Talvez tenham sido sempre os homens humanos modernos que se apaixonaram (ou negociaram, se apoderaram ou estupraram) por mulheres neandertais? Os filhos nascidos dessas mulheres teriam todos a forma H. sapiens do cromossomo Y. Mas é difícil conciliar essa ideia com a descoberta de que não há vestígios de DNA mitocondrial neandertal (que se limita à linhagem feminina) nos humanos modernos.

Ou talvez o cromossomo Y neandertal não fosse tão bom em seu trabalho quanto seu rival H. sapiens. As populações neandertais sempre foram pequenas, portanto, as mutações prejudiciais teriam maior probabilidade de se acumular.

Sabemos que os cromossomos Y com um gene particularmente útil (por exemplo, para ter mais esperma, melhor ou mais rápido) substituem rapidamente outros cromossomos Y em uma população (chamado de efeito carona).

Também sabemos que o cromossomo Y está em degradação geral nos seres humanos.

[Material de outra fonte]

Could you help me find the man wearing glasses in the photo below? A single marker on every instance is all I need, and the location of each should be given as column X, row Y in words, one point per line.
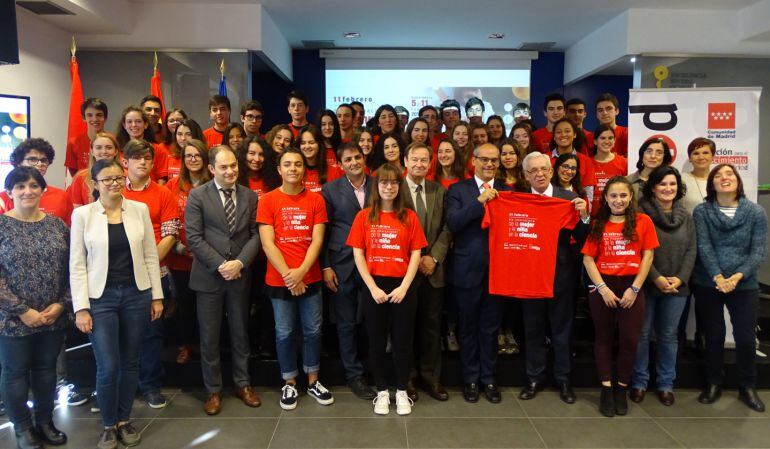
column 480, row 314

É até possível que o SRY tenha sido perdido do Y neandertal e que os neandertais estivessem em um processo disruptivo de desenvolvimento de um novo gene determinante do sexo, como alguns roedores têm.

O cromossomo Y neandertal era tóxico em meninos híbridos?

Outra possibilidade é que o cromossomo Y de neandertal não funcione com genes em outros cromossomos de humanos modernos.

O Y neandertal ausente pode então ser explicado pela regra de Haldane. Na década de 1920, o biólogo britânico J.B.S. Haldane observou que, em híbridos entre espécies, se um dos sexos for infértil, raro ou insalubre, será sempre o sexo com cromossomos sexuais diferentes.

Nos mamíferos e em outros animais em que as fêmeas têm cromossomos XX e os machos têm XY, os híbridos masculinos são desproporcionalmente inaptos ou inférteis. Em pássaros, borboletas e outros animais em que os machos têm cromossomos ZZ e as fêmeas têm ZW, são as fêmeas.

Muitos cruzamentos entre diferentes espécies de camundongos apresentam esse padrão, assim como os cruzamentos entre felinos. Por exemplo, nos cruzamentos entre leão e tigre, as fêmeas são férteis, mas os machos são estéreis.

Ainda não temos uma boa explicação para a regra de Haldane. Esse é um dos mistérios duradouros da genética clássica.

Mas parece razoável que o cromossomo Y de uma espécie tenha evoluído para trabalhar com genes de outros cromossomos de sua própria espécie e possa não trabalhar com genes de uma espécie relacionada que contenha mesmo que pequenas alterações.

Sabemos que os genes do Y evoluem muito mais rapidamente do que os genes de outros cromossomos, e vários deles têm funções na produção de esperma, o que pode explicar a infertilidade dos híbridos masculinos.

Portanto, isso pode explicar por que o Y neandertal se perdeu. Isso também levanta a possibilidade de que foi por culpa do cromossomo Y, ao impor uma barreira reprodutiva, que os neandertais e os humanos se tornaram espécies separadas.